Tuesday, July 31, 2007

Website Backup

We manage our website through FTP. I wrote a script using Perl to back up the site every day. This allows me to "undo" changes by going back to older versions of a file.

I realize that this could be written in pure Perl, without relying on wget, but why reinvent the wheel?


#!/usr/bin/perl
use warnings;

$datedir=`date +%F`;
chomp $datedir;
$rootdir="/var/backup/web/".$datedir;
$ftpsite="ftp.website.com";
$credentials="/root/ftp.txt"; #text file, one line: username:password


mkdir ("$rootdir", 0755) unless (-d "$rootdir");

open (UPASS, $credentials) or die;
$creds = <UPASS>;
close (UPASS);

($username,$password) = split (/:/,$creds);

$username=~s/\s+//; #strip whitespace characters - just in case
$password=~s/\s+//;

chdir($rootdir);

$result=`wget ftp://$ftpsite/Web --user=$username --password=$password -nH -m --cut-dirs=1`;

open (LOGFILE,"> backup.log");
print LOGFILE "$result";
close (LOGFILE);

Monday, July 30, 2007

Automatic Picture Sorting

I have an IP camera which FTPs pictures up to my server whenever it detects motion. In order to keep the pictures organized, I wrote this script to automatically sort the pictures into folders based on date.

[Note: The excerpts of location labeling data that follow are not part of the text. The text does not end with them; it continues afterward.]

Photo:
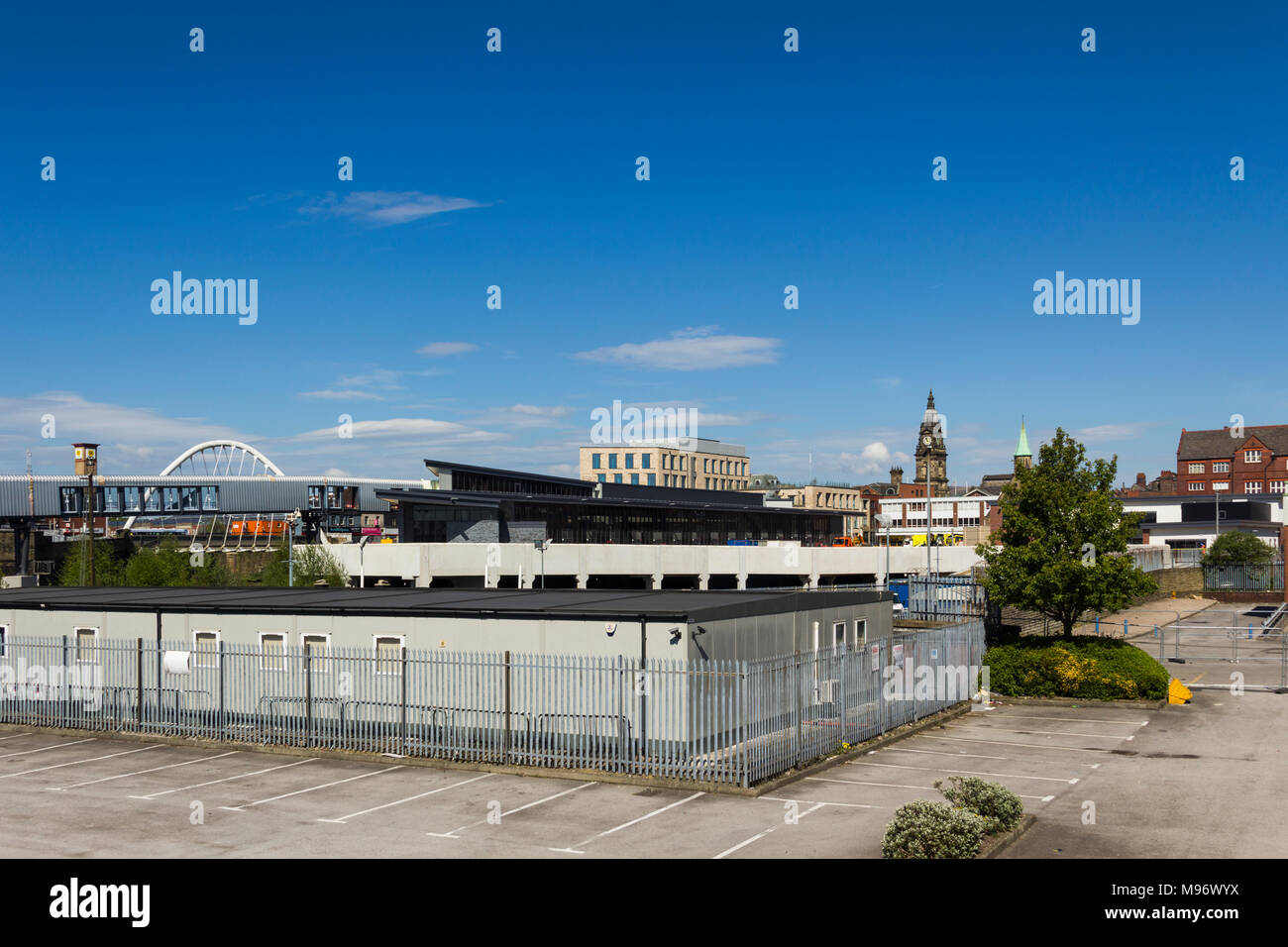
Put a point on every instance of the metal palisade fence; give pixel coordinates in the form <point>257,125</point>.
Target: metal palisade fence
<point>1265,577</point>
<point>707,722</point>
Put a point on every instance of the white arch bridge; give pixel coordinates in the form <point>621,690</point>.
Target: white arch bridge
<point>226,493</point>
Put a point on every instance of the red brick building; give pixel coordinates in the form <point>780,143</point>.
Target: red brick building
<point>1249,462</point>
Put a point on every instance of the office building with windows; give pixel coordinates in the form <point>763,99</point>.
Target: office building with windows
<point>687,463</point>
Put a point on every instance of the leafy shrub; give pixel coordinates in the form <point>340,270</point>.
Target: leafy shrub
<point>1083,667</point>
<point>1235,548</point>
<point>931,830</point>
<point>1000,808</point>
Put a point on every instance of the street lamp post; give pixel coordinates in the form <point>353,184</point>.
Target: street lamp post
<point>541,547</point>
<point>1215,489</point>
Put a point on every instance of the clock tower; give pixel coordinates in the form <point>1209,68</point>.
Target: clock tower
<point>930,450</point>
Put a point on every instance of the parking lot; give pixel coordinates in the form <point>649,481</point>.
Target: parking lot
<point>1219,646</point>
<point>103,796</point>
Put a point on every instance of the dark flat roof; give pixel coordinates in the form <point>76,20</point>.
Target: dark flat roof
<point>664,497</point>
<point>473,603</point>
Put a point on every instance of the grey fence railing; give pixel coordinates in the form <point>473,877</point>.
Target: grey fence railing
<point>945,598</point>
<point>709,722</point>
<point>1267,577</point>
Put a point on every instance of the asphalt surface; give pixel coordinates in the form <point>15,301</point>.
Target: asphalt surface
<point>1205,780</point>
<point>82,796</point>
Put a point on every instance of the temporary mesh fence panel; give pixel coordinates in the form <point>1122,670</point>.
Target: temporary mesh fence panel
<point>709,722</point>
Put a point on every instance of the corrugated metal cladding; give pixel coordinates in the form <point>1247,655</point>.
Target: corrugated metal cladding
<point>39,495</point>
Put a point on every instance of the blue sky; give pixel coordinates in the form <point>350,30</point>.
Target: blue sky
<point>516,169</point>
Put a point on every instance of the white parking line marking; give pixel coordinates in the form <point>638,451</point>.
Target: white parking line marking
<point>969,772</point>
<point>241,776</point>
<point>1042,733</point>
<point>140,772</point>
<point>310,789</point>
<point>408,799</point>
<point>1070,719</point>
<point>42,749</point>
<point>482,821</point>
<point>1010,742</point>
<point>575,849</point>
<point>896,785</point>
<point>814,801</point>
<point>73,763</point>
<point>761,835</point>
<point>982,757</point>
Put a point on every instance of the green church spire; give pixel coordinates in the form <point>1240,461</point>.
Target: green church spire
<point>1021,449</point>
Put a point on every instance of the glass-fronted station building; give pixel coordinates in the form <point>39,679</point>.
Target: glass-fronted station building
<point>478,504</point>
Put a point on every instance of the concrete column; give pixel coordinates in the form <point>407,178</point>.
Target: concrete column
<point>1283,548</point>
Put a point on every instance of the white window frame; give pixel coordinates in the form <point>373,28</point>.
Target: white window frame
<point>77,639</point>
<point>284,638</point>
<point>322,667</point>
<point>197,654</point>
<point>375,652</point>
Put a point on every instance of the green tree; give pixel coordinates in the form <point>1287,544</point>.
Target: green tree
<point>108,569</point>
<point>312,564</point>
<point>1236,548</point>
<point>1059,549</point>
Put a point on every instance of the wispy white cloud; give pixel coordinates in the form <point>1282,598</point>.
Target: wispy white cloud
<point>690,350</point>
<point>437,350</point>
<point>522,416</point>
<point>1108,433</point>
<point>386,208</point>
<point>872,459</point>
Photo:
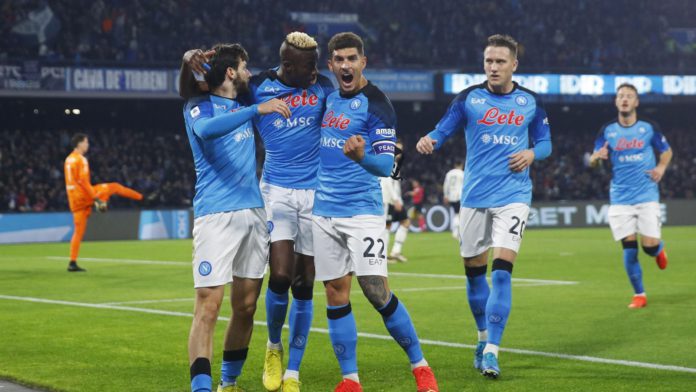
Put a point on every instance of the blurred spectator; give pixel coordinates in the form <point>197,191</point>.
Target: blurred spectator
<point>606,36</point>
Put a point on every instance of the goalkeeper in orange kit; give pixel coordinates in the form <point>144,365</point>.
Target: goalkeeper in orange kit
<point>82,195</point>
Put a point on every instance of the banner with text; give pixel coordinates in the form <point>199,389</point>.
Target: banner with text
<point>590,85</point>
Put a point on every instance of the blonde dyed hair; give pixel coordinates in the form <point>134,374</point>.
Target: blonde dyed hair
<point>301,40</point>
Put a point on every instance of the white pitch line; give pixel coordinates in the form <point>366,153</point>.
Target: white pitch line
<point>126,261</point>
<point>317,293</point>
<point>583,358</point>
<point>446,276</point>
<point>149,301</point>
<point>404,274</point>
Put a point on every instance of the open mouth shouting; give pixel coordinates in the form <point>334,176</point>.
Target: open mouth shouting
<point>347,80</point>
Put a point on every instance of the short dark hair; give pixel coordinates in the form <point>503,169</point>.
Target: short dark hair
<point>346,40</point>
<point>226,56</point>
<point>627,85</point>
<point>504,41</point>
<point>77,139</point>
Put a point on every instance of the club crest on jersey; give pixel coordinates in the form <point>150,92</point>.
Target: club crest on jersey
<point>205,268</point>
<point>332,121</point>
<point>493,116</point>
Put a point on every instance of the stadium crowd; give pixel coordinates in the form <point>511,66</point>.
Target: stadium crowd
<point>159,165</point>
<point>557,32</point>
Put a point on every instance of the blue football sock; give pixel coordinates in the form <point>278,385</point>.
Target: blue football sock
<point>301,312</point>
<point>633,270</point>
<point>400,327</point>
<point>344,337</point>
<point>232,363</point>
<point>477,292</point>
<point>200,376</point>
<point>498,306</point>
<point>276,308</point>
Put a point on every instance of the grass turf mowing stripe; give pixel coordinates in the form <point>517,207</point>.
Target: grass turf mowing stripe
<point>583,358</point>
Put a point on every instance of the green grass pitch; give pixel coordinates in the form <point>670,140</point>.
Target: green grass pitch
<point>65,344</point>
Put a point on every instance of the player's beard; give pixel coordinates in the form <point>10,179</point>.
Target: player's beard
<point>241,86</point>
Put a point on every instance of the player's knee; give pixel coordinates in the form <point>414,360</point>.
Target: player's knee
<point>336,294</point>
<point>245,307</point>
<point>375,290</point>
<point>504,265</point>
<point>207,312</point>
<point>279,282</point>
<point>629,244</point>
<point>301,290</point>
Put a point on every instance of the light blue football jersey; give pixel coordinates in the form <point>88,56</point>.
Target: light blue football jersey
<point>631,154</point>
<point>292,145</point>
<point>345,188</point>
<point>495,127</point>
<point>225,166</point>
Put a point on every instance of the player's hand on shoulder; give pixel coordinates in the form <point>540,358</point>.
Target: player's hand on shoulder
<point>274,105</point>
<point>603,153</point>
<point>100,205</point>
<point>198,59</point>
<point>355,148</point>
<point>521,160</point>
<point>426,145</point>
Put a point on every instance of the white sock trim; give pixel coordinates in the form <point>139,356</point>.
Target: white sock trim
<point>291,374</point>
<point>418,364</point>
<point>491,348</point>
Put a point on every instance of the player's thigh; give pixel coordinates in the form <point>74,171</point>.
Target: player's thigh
<point>623,220</point>
<point>250,259</point>
<point>475,226</point>
<point>509,223</point>
<point>649,219</point>
<point>304,243</point>
<point>80,218</point>
<point>331,258</point>
<point>281,211</point>
<point>366,245</point>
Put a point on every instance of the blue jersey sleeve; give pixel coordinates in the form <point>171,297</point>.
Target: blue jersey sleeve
<point>540,132</point>
<point>381,130</point>
<point>453,120</point>
<point>207,127</point>
<point>600,140</point>
<point>659,141</point>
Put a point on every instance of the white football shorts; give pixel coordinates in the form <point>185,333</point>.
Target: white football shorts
<point>643,218</point>
<point>346,245</point>
<point>289,213</point>
<point>228,244</point>
<point>499,227</point>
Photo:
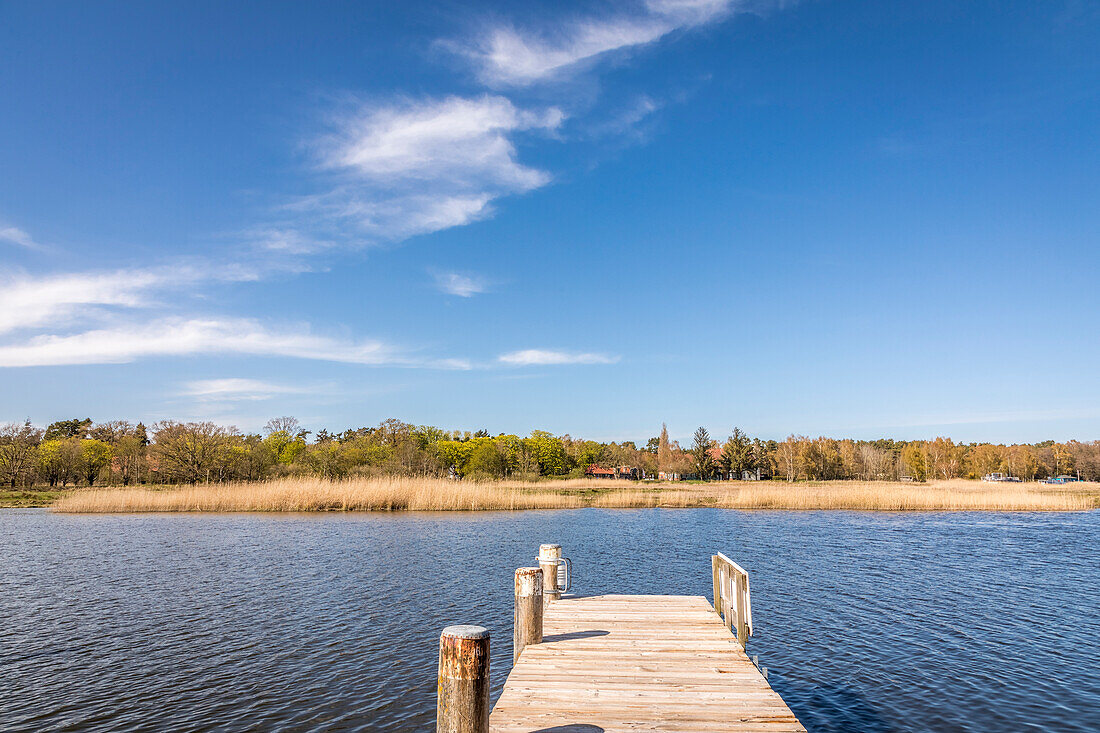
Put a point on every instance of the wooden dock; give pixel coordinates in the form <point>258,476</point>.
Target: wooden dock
<point>611,664</point>
<point>637,663</point>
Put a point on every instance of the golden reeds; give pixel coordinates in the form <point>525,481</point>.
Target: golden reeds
<point>308,494</point>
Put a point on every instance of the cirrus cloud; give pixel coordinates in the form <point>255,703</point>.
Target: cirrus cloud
<point>550,357</point>
<point>185,337</point>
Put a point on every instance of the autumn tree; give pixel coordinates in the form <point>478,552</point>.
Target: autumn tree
<point>913,459</point>
<point>787,453</point>
<point>95,456</point>
<point>190,451</point>
<point>18,447</point>
<point>737,453</point>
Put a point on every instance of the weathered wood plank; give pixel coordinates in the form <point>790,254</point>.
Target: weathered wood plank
<point>637,663</point>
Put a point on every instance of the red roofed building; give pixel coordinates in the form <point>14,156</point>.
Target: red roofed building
<point>594,471</point>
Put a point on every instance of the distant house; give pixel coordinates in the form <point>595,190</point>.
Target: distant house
<point>597,472</point>
<point>629,472</point>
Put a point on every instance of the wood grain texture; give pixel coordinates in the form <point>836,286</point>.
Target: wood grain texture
<point>637,663</point>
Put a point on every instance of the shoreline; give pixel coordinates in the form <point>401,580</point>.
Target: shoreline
<point>424,494</point>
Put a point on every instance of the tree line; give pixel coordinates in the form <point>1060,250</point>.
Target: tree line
<point>81,452</point>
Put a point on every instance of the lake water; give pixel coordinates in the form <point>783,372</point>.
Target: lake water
<point>330,622</point>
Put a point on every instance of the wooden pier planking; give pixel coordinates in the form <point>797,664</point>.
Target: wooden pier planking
<point>637,663</point>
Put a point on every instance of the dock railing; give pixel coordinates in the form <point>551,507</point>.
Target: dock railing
<point>732,597</point>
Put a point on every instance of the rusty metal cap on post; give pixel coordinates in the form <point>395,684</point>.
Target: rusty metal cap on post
<point>465,632</point>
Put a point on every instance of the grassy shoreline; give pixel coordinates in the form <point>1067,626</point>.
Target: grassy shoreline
<point>439,494</point>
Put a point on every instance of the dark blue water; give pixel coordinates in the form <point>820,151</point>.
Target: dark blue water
<point>868,622</point>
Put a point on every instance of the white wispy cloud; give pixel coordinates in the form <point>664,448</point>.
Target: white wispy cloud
<point>453,283</point>
<point>238,389</point>
<point>549,357</point>
<point>64,299</point>
<point>19,237</point>
<point>417,166</point>
<point>28,302</point>
<point>507,56</point>
<point>183,337</point>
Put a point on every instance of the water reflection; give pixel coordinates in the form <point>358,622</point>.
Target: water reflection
<point>869,622</point>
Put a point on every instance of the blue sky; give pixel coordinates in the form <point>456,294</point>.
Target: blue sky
<point>822,217</point>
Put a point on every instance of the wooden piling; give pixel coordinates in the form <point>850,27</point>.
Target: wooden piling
<point>549,557</point>
<point>462,687</point>
<point>528,614</point>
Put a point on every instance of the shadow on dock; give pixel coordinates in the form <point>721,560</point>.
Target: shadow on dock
<point>565,637</point>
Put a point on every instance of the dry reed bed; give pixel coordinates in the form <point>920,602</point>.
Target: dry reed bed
<point>440,494</point>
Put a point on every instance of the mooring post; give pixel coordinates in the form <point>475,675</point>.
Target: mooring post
<point>462,687</point>
<point>528,619</point>
<point>549,557</point>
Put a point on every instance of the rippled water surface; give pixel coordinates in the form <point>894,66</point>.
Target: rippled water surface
<point>868,622</point>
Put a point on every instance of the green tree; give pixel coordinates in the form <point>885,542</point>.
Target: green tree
<point>73,428</point>
<point>912,457</point>
<point>737,453</point>
<point>95,456</point>
<point>129,459</point>
<point>702,461</point>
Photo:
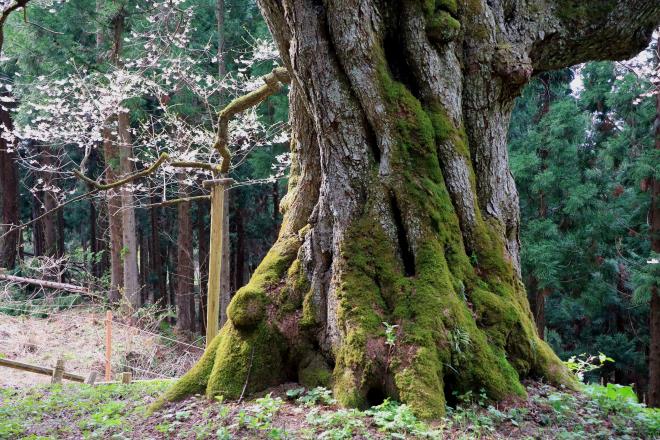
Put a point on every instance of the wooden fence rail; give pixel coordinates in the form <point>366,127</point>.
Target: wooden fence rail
<point>39,370</point>
<point>44,283</point>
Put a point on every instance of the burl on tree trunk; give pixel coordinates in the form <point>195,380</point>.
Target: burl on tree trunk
<point>401,207</point>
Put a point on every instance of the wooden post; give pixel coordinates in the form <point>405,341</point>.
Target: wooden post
<point>58,372</point>
<point>108,345</point>
<point>215,256</point>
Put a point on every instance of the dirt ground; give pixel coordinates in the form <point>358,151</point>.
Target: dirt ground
<point>78,337</point>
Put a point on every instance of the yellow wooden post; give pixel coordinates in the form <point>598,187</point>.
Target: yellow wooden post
<point>58,372</point>
<point>215,256</point>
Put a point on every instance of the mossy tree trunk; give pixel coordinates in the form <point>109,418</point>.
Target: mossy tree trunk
<point>401,206</point>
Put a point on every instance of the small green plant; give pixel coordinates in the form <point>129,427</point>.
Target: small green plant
<point>338,425</point>
<point>294,393</point>
<point>316,395</point>
<point>399,421</point>
<point>459,341</point>
<point>583,363</point>
<point>390,334</point>
<point>260,416</point>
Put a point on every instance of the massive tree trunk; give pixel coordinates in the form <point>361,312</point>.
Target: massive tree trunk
<point>401,206</point>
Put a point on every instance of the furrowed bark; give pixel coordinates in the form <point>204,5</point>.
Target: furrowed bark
<point>401,206</point>
<point>8,193</point>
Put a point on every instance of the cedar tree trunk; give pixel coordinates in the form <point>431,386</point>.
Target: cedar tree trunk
<point>9,209</point>
<point>185,268</point>
<point>401,206</point>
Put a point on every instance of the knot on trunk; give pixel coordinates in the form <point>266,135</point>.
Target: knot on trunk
<point>513,65</point>
<point>248,308</point>
<point>442,25</point>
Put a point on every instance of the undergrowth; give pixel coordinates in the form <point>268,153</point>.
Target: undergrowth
<point>289,412</point>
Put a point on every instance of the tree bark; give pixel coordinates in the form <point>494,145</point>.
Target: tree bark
<point>401,206</point>
<point>203,255</point>
<point>129,235</point>
<point>185,269</point>
<point>111,156</point>
<point>654,234</point>
<point>9,207</point>
<point>131,287</point>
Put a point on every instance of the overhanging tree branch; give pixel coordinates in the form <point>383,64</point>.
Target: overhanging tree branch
<point>273,84</point>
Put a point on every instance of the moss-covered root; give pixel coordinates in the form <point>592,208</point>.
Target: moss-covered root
<point>250,360</point>
<point>248,351</point>
<point>194,381</point>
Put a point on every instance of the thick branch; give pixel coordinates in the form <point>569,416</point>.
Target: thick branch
<point>575,31</point>
<point>104,187</point>
<point>177,201</point>
<point>273,84</point>
<point>5,14</point>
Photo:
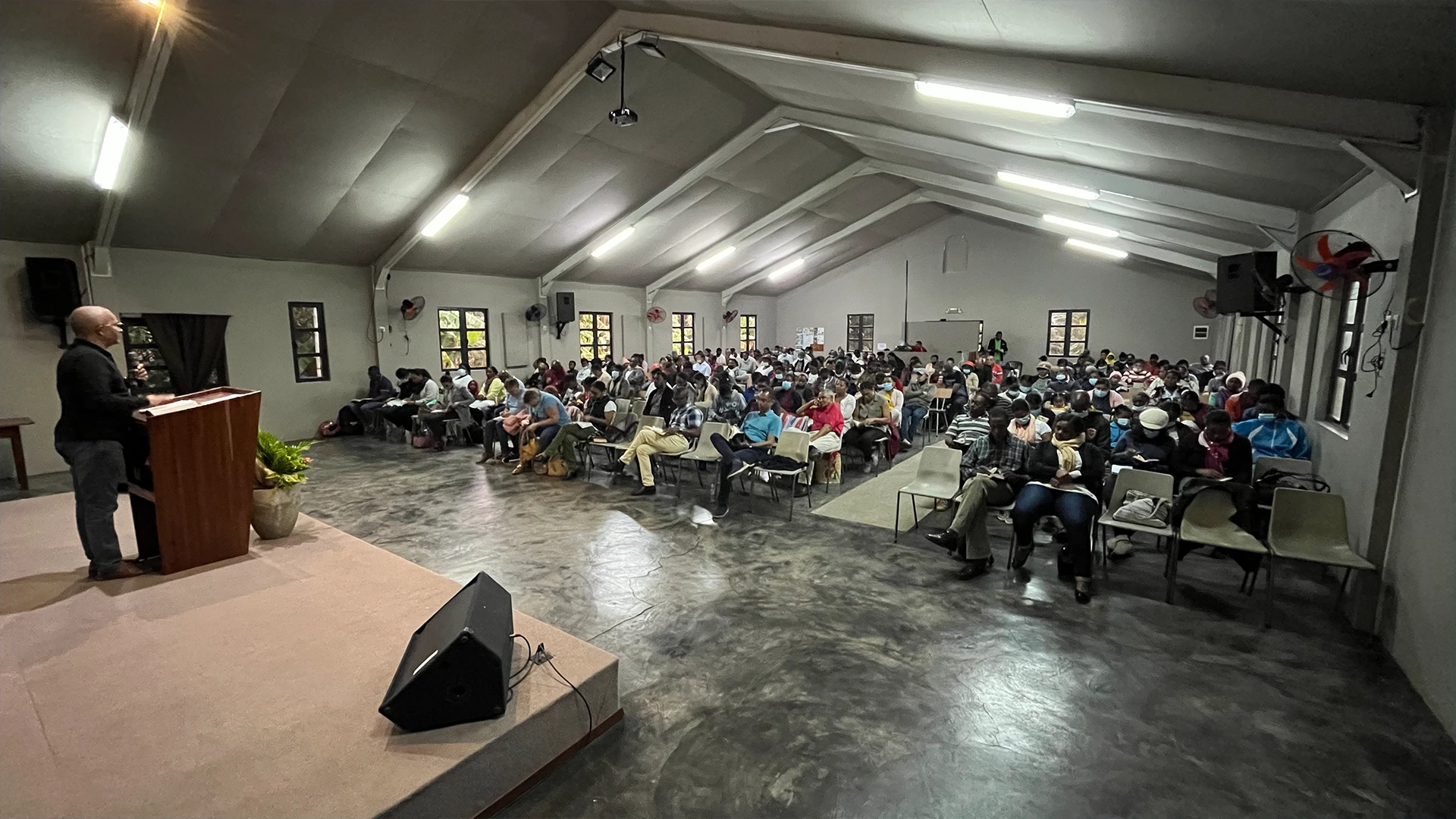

The pictures have randomly generated names starting with "video" such as "videotrg0494333888.jpg" so I use a regex to match the string "video" and move all files which match into a subdirectory which is formatted YEAR-MM-DD

I have cron run this script every 5 minutes.

-----

#!/usr/bin/perl
use warnings;
use File::Copy;

$datedir=`date +%F`;
chomp $datedir;
$rootdir="/var/camera";

mkdir ("$rootdir/$datedir", 0755) unless (-d "$rootdir/$datedir");

opendir(CAMERA, "$rootdir");
while (defined ($picture = readdir(CAMERA))) {
if ($picture=~/video/) {
move("$rootdir/$picture","$rootdir/$datedir");
}
}

Thursday, July 26, 2007

Windows XP Reboots on Shutdown

The system was an Intel, based on the MSI 945GM4 motherboard.

When told to "Shut Down" from either explorer or the login window, it would immediately reboot. This would happen even when "restart on system failure" option was disabled.

I disabled all of the "wake on" settings, including PCI devices. Nonetheless, the problem persisted.

Removing the PCI modem solved the problem.

It was a Creative Modem Blaster Di3635-1/5655

Since the client doesn't use dial up any more, we left it out.